En nuestro ordenamiento constitucional la participación política se configura a partir de un sistema de relaciones equilibradas con el concepto de control del ejercicio del poder. Se trata de que quienes han sido democráticamente elegidos se encuentren sometidos a diferentes y eficaces controles que impidan el abuso de poder y garanticen en todo momento la plena vigencia de los derechos fundamentales.

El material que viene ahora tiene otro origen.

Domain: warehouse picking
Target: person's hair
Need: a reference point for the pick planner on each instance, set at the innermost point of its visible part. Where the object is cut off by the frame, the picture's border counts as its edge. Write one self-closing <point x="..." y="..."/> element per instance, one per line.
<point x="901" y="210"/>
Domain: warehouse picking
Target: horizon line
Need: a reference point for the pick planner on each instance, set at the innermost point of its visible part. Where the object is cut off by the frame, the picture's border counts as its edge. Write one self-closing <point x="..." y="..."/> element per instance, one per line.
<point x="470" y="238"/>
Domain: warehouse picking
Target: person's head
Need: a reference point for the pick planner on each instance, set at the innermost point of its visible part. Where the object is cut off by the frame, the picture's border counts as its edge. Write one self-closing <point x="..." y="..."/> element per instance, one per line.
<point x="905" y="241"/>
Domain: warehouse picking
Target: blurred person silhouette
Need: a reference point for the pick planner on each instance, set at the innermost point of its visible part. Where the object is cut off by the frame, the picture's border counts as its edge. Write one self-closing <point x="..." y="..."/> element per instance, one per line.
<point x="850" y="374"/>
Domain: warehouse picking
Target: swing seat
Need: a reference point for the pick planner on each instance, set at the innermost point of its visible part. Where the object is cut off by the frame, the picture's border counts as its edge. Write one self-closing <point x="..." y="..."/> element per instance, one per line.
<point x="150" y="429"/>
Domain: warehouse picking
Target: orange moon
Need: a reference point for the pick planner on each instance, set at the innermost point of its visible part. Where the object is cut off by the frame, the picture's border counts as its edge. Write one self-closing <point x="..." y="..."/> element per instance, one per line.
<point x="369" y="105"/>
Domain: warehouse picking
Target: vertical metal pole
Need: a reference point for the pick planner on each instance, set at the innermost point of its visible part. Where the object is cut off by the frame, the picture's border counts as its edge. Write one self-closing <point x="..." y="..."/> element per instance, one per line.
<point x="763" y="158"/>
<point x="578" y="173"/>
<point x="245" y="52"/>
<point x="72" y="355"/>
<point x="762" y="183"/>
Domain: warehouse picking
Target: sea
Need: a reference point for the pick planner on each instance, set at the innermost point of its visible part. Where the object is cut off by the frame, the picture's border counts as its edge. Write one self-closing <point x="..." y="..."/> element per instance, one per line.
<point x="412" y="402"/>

La participación pierde todo su sentido cuando el sistema constitucional no es capaz de garantizar el control de la actividad de los candidatos electos, entendidos como titulares ocasionales del poder, a lo largo de la legislatura para la que han sido nombrados. De esta manera, aunque se celebren elecciones, si no existe después un control del ejercicio del poder para que se ajuste a las exigencias y garantías previstas en la Constitución no puede afirmarse con propiedad que nos encontremos ante una forma de Estado que quepa calificar como democrática.
Si bien es cierto que sin participación no hay democracia, no es menos cierto que la participación política no resulta por sí misma suficiente para asegurar la vigencia de esta forma de Estado cuando no se encuentra acompañada por un conjunto de controles que garanticen el pleno respeto a la Constitución por parte de quienes han accedido al ejercicio del poder a través de unas elecciones libres.